Scientific publications

Improvement of the Elevated Tryptase Criterion to Discriminate IgE- From Non-IgE-Mediated Allergic Reactions

Gastaminza G (1), Lafuente A (2), Goikoetxea MJ (1), D'Amelio CM (1), Bernad-Alonso A (1), Vega O (1), Martinez-Molina JA (2), Ferrer M (1), Nuñez-Cordoba JM (3).

(1) From the Departments of Allergology and Clinical Immunology.
(2) Anaesthesia.
(3) Research Support Service, Central Clinical Trials Unit, Clínica Universidad de Navarra, Pamplona, Spain.

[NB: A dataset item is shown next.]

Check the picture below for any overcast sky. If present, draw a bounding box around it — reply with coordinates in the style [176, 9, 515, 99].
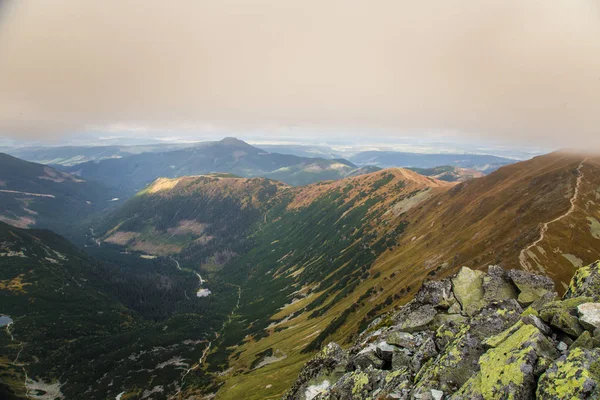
[0, 0, 600, 149]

Magazine: Anesthesia and Analgesia

Date: Aug 16, 2019

Anesthesia and Intensive Care [SP] Allergology and Immunology Department

BACKGROUND:

Differentiating between immunoglobulin E (IgE)-dependent and IgE-independent hypersensitivity reactions may improve the etiologic orientation and clinical management of patients with allergic reactions in the anesthesia setting. Serum tryptase levels may be useful to discriminate the immune mechanism of allergic reactions, but the diagnostic accuracy and optimal cutpoint remain unclear.We aimed to compare the diagnostic accuracy of tryptase during reaction (TDR) alone and the TDR/basal tryptase (TDR/BT) ratio for discriminating IgE- from non-IgE-mediated allergic reactions, and to estimate the best cut point for these indicators.

METHODS:

We included 111 patients (45% men; aged 3-99 years) who had experienced an allergic reaction, even though the allergic reaction could be nonanaphylactic. Allergy tests were performed to classify the reaction as an IgE- or non-IgE-mediated one. The area under the curve (AUC) of the receiver operating characteristic analysis was performed to estimate the discriminative ability of TDR and TDR/BT ratio.

RESULTS:

An IgE-mediated reaction was diagnosed in 49.5% of patients, and 56% of patients met anaphylaxis criteria. The median (quartiles) TDR for the IgE-mediated reactions was 8.0 (4.9-19.6) and 5.1 (3.5-8.1) for the non-IgE-mediated (P = .022). The median (quartiles) TDR/BT ratio was 2.7 (1.7-4.5) in IgE-mediated and 1.1 (1.0-1.6) in non-IgE-mediated reactions (P < .001). The TDR/BT ratio showed the greatest ability to discriminate IgE- from non-IgE-mediated reactions compared to TDR (AUC TDR/BT = 0.79 [95% confidence interval (CI), 0.70-0.88] and AUC TDR = 0.66 [95% CI, 0.56-0.76]; P = .001). The optimal cut point for TDR/BT (maximization of the sum of the sensitivity and specificity) was 1.66 (95% CI, 1.1-2.2).

CONCLUSIONS:

The TDR/BT ratio showed a significantly better discriminative ability than TDR to discriminate IgE- from non-IgE-mediated allergic reactions. An optimal TDR/BT ratio threshold of approximately 1.66 may be useful in clinical practice to classify allergic reactions as IgE- or non-IgE-mediated.

CITATION  Anesth Analg. 2018 Aug;127(2):414-419. doi: 10.1213/ANE.0000000000002656.